Since the escalation at the end of February 2026, geopolitical risk has turned into an operational issue. The war around Iran has now entered its second month. At the same time, the Strait of Hormuz remains the core bottleneck of the global energy system: in 2025 it carried an average of around 20 million barrels per day of oil and oil products, as well as almost one-fifth of global LNG trade. For companies considering manufacturing in Egypt, this is not abstract foreign policy. It now sits directly inside the cost base through energy, insurance, freight and procurement.

Egypt feels that pressure quickly for a simple reason: its power system is still heavily fossil-based. Ember estimates that 89% of Egypt’s electricity in 2024 came from fossil fuels, with low-carbon sources at 11%. When gas becomes more expensive or shipping routes become less reliable, the effects move rapidly into power prices, diesel, chemicals and logistics. Any serious investor should price that reality in. But it is just as important to look at how Egypt is responding.

That response has been notably hands-on. The government has temporarily slowed fuel-intensive state projects, cut fuel allocations for government vehicles and introduced additional conservation measures for public entities. At the same time, manufacturing and other essential sectors were explicitly shielded from some of those measures. In parallel, Prime Minister Madbouly personally reviewed the readiness of the SUMED hub in Ain Sokhna, stressed strategic reserves and put gas and product security at the top of the agenda. In practical terms, Egypt is not simply letting the market absorb the shock on its own; it is actively prioritising where pressure should land.

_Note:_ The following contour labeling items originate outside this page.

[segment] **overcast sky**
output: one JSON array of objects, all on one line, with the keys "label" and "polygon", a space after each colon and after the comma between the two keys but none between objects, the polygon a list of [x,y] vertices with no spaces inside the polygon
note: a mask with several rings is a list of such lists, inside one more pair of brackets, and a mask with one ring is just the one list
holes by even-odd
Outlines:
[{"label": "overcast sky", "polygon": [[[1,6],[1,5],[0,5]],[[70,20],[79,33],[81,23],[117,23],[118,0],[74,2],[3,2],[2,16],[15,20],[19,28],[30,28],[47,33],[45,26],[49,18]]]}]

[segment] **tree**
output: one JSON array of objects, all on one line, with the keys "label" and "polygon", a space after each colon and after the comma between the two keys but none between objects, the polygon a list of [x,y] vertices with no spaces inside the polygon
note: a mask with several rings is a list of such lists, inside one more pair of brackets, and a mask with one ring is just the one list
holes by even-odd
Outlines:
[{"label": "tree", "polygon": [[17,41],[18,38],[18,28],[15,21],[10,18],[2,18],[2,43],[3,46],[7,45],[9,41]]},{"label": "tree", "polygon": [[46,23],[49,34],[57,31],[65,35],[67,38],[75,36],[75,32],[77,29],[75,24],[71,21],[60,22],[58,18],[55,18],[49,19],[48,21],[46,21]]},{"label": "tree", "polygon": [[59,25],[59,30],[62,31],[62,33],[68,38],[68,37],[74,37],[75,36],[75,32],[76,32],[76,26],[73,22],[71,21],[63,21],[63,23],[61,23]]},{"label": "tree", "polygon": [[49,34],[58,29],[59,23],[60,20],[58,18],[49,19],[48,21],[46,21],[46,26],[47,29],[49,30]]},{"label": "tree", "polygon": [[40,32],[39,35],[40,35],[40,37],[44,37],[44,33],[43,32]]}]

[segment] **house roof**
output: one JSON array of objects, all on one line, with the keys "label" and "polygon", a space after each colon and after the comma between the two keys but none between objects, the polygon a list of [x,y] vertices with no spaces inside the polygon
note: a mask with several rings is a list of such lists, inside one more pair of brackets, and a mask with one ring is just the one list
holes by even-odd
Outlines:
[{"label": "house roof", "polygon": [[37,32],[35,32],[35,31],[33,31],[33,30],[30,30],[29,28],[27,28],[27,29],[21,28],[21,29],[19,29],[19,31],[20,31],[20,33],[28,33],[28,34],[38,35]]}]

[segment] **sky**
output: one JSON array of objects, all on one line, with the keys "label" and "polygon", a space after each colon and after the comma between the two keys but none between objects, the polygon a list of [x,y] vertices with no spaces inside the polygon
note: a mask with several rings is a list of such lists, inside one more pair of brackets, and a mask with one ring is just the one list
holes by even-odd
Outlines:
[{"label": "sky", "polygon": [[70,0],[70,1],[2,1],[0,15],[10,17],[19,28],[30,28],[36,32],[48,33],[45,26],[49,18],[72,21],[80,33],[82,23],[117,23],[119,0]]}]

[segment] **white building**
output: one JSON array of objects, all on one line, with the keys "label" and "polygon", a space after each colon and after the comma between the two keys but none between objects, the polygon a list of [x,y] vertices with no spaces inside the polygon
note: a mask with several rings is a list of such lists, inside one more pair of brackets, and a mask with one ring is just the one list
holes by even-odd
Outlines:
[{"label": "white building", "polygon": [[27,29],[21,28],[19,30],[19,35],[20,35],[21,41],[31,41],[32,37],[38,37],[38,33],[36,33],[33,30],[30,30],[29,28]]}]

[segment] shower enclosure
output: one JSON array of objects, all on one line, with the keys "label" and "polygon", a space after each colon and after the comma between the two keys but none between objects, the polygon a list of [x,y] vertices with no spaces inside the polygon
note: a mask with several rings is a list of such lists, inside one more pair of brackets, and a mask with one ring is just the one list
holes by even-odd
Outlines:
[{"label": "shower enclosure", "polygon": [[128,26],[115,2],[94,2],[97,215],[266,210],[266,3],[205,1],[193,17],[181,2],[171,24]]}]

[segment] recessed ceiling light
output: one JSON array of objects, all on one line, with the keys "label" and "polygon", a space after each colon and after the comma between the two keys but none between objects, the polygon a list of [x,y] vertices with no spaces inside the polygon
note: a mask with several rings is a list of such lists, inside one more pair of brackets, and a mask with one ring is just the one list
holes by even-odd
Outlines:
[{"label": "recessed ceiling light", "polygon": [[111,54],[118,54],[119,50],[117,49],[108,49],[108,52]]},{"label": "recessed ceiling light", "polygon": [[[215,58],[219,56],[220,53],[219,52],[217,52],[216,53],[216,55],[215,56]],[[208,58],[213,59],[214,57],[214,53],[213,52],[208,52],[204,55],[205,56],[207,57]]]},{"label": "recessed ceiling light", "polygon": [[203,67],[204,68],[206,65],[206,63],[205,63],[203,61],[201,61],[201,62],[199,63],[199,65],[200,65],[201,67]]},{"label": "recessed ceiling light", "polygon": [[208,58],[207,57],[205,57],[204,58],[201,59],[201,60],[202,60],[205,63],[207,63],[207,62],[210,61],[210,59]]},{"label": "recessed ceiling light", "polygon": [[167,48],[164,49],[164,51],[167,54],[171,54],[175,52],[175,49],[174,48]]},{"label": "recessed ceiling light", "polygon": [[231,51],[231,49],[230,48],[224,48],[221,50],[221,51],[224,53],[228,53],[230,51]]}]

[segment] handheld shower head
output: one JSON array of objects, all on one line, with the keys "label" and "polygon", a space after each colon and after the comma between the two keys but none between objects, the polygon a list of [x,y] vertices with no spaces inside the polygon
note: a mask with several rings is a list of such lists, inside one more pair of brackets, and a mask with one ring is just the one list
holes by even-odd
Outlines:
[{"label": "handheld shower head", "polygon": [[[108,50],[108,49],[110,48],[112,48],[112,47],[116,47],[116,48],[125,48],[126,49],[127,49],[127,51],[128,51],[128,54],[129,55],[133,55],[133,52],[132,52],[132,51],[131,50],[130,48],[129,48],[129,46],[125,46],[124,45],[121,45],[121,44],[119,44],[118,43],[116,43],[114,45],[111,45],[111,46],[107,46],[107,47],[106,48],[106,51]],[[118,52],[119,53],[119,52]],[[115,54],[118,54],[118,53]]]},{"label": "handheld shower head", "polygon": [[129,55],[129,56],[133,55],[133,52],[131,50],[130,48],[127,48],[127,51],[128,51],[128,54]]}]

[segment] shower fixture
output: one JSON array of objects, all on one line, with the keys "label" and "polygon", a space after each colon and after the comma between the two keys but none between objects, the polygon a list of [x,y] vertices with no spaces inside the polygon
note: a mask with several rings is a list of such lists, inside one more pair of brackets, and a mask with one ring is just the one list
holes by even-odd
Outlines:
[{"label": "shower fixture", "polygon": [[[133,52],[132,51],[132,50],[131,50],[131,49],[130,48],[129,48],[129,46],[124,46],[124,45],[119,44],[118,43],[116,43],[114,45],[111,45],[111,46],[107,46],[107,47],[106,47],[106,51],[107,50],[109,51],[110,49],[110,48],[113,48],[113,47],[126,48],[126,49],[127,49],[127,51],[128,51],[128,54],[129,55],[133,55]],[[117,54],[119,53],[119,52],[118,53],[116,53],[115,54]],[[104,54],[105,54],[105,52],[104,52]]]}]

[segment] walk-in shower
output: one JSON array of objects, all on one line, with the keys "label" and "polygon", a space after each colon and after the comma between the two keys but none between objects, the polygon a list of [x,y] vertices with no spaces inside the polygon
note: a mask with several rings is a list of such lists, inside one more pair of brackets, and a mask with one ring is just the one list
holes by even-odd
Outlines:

For factory operators, that matters.

This is not about pretending the risks are small. The crisis raises costs, makes logistics more volatile and requires more conservative planning. Export-led projects in particular need larger buffers for shipping, insurance and working capital. But Egypt today is no longer just a market waiting for deliveries to arrive. It is also building resilience in parallel. At the end of March, Egypt and Cyprus signed a new framework for gas cooperation aimed at making greater use of Egyptian infrastructure as a regional hub. Almost at the same time, the petroleum ministry moved ahead with a new five-well Mediterranean drilling campaign, with first added production from Fayoum-4 expected in July. Put simply: Egypt is not only sourcing energy, it is also trying to bring more domestic supply back into the system.

For investors thinking about factories, however, the real test is operational: power, land, water, ports and administration. That is where Egypt has built visible substance over the past few years. The Sokhna Industrial Zone in SCZONE covers about 210 square kilometres, hosts more than 240 established projects, has its own water and wastewater infrastructure, more than 1,500 MVA of energy capacity and direct access to Ain Sokhna Port. In January 2026 alone, Egypt approved another $1.29 billion in chemical and tyre manufacturing projects there. The message is straightforward: even under regional stress, Egypt is not only managing risk; it is continuing to build.

There is also a second track that matters for manufacturers: new energy capacity, not just emergency procurement. In January, Egypt signed $1.8 billion worth of energy agreements, including Scatec’s 1.7 GW solar project with 4 GWh of battery storage and a Sungrow battery factory inside SCZONE. That does not remove wartime volatility overnight. But it does improve the medium-term outlook for availability, diversification and cost structure. It also matters symbolically that Cairo used EGYPES 2026, even in a tense regional environment, to convene major international energy players including BP, Eni, Chevron, Shell and TotalEnergies. That is not a side note. It is a sign of operational credibility.

Anyone building in Egypt today is not investing in a frictionless comfort zone. They are investing in a market that, under pressure, is showing an ability to prioritise, improvise and execute. For manufacturing businesses, that is often more valuable than perfect headlines. The right mindset is therefore neither alarmism nor wishful thinking, but disciplined pragmatism: plan energy seriously, diversify logistics, build buffers — and Egypt can still be a very sensible location for industrial expansion in this phase.